かばのにおい

「彼女」について綴るための場所。非常に私的な内容となりますのでご了承ください。

写真

 僕にはお気に入りの写真が一枚ある。もちろん彼女の写真だ。

 彼女と一緒に水族館に行った時、僕はカメラを持参していて彼女の写真を何枚か撮った。僕は別にカメラの知識があるわけでもなく、日頃から写真を撮るのが趣味というわけでもないので、あまり上手くは撮れない。ただ写真を撮るのは好きだ。

 水族館に行って写真を撮れるということで僕はうきうきしていた。それ以上に彼女と来ることができてうきうきしていたんだけども。

 水族館に行った目的はシャチだったんだけど、シャチの公開トレーニングが始まる時間まではすこし時間があった。館内を見て回っていると、骨格標本が並べられているフロアがあって僕たちはそれを熱心に眺めていた。そこで僕は少し離れた場所から彼女を見ていたんだけど、そこの照明と彼女の姿がいい感じに合っていて素敵で、思わずシャッターを切った。

 明るさの強くないオレンジ色の温かい光と、その光を受けてうつむきがちに立っている彼女が物凄く素敵で、僕は写真を撮った瞬間にいい写真が撮れたって嬉しくなった。

 その時の写真が僕のお気に入りの写真というわけなんだけど、本当にこの写真が大好きでよく眺めている。データからちゃんと印刷して置いてもある。今ちょっとデスクトップの画像をその写真にしてみた。とっても良いけどここまでするとちょっと気持ち悪い人になってしまうかもしれない。

 その後も水族館では写真をたくさん撮った。シャチの写真ばっかりだけどね。面と向かって人を撮るのって意外と難しいしなんとなく気恥ずかしく感じてしまう。多分それは撮られる側も同じだよね。僕はその辺を自然に撮るっていう技量が足りないようだ。だから彼女の写真は少なかったけど、撮れた写真の彼女は僕の目で見たいつもの彼女と同じ、色が白くて可愛くて気取ることのないそのままの彼女がそこに写っている。

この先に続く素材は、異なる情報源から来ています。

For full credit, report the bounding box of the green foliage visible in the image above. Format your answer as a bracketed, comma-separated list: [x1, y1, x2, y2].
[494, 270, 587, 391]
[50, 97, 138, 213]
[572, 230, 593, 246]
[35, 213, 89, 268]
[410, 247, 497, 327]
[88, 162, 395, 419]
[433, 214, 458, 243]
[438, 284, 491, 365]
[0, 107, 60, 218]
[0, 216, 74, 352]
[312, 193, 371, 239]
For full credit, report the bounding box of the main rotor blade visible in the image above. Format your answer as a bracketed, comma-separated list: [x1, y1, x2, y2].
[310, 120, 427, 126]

 彼女の写真を撮ったのはこの日と、仕事に使う写真が必要ってことで撮った時の二回だけ。また彼女の写真を撮りたいなあって思う。僕が素敵だなって思った瞬間を写真に残せたらすごく良いんじゃないかな。写真の技術に自信はないけれど、彼女の素敵な表情とか持っている雰囲気をうまく撮ることはできると思っている。僕の目を通して見た彼女をそのまま写真に撮ればいいだけだから。また彼女とどこかに出掛ける時にカメラを持って行こうかな。そしてお気に入りの写真を増やしていけたらいいな。